Klein and Sheehan and an increasing number of colleagues specializing in agoraphobia -- an treating it as something different from, and more complex than other phobias -- have found that two families of anti-depressant drugs (trycyclics and some MAO inhibitors) can block the attacks. (Tranquilizers, major and minor -- like Valium -- often have been prescribed for the syndrome, but are rarely useful.)

Studies have indicated that patients treated with both anti-depressants and behavorial theraphy do better than patients receiving placebo or therapy alone. b

"The problem with desensitization (behavorial therapy) alone," says Dr. Sheehan, "is that it's been credited with the entire cure. And while it works for this small percentage of people who have it in a mild form, it just doesn't work for the majority of the people with agoraphobia."

On the other hand there is, Dr. Sheehan concedes, a political problem within the medical community.

"Traditionally, psychologists -- not psychiatrists -- have treated phobias, because they do behavorial therapy in which psychologists are usually better trained. So as a result, psychologists are rather unhappy about the whole posture of their practice (regarding agoraphobis) suddenly not being effective anymore and having that disorder pulled back into the domain of psychopharmacology."

"Another dilemma," says Sheehan, "is that the family of drugs we are talking about is very, very tricky to manage. It takes a quite a lot of skill, not only to regulate the dose, but to get the optimal effect."

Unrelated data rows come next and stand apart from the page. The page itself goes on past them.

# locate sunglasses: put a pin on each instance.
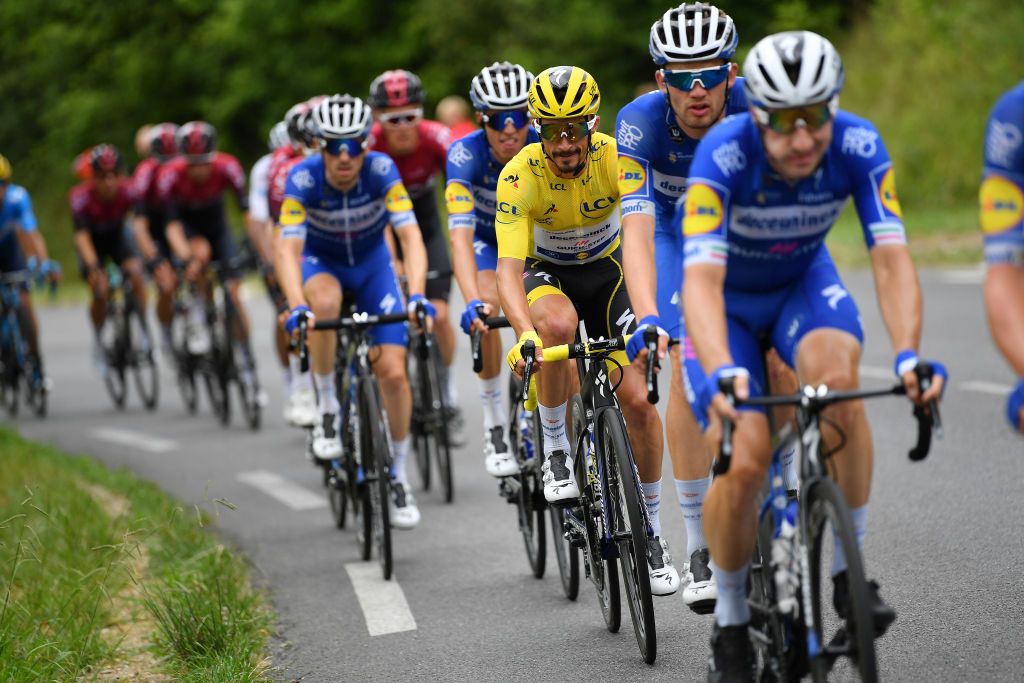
(570, 131)
(500, 120)
(687, 79)
(353, 145)
(786, 121)
(399, 118)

Sheehan has just co-authored an article in the current Journal of Psychiatry and Medicine which gives, he says (for doctors, of course) "explicit, cookbook sort of instructions on how to prescribe MAO inhibitors, explicit instructions about all the ins and outs and ups and downs . . ."

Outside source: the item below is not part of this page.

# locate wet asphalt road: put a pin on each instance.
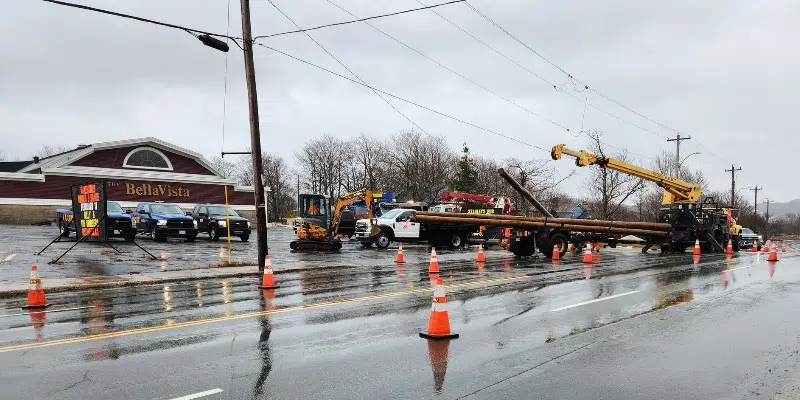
(632, 326)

Once the attacks have been supressed, however, psychologists' behavorial therapies are effective, even essential, to the agoraphobic.

Because the attacks do respond to drugs, and because attacks can actually be precipitated by infusions of a chemical called sodium lactate, research is now seeking a biochemical cause for the initial attacks, a metabolic imbalance which may be inherited."

It is, Sheehan feels certain, "an inherited vulnerability."

It strikes a small percentage of the population, with around three-quarters of the victims women, and usually emerges in the late teens or early 20s.

"In my view," says Sheehan, "it cuts across all personality types, intelligence levels, racial barriers and socio-economic levels."

Premilimary indications about its biochemical makeup are "rather surprising," says Dr. Klein. For example, although it has been generally accepted that adrenalin flows during panic attacks, tests are not showing high levels of adrenalin during the attacks.

Dr. Sheehan says he hopes that "not too far off" are a diagnostic blood test and new safer and more effective drugs. At the moment, he says, the most effective drug is the hardest to regulate.

Agoraphobic is not considered a do-it-yourself illness. It probably requires professional -- probably psychiatric -- treatment at the outset and possibly long-term therapy from then on.

"We're still at the early stages," says Sheehan, "but it's only a matter of time before the big breakthrough."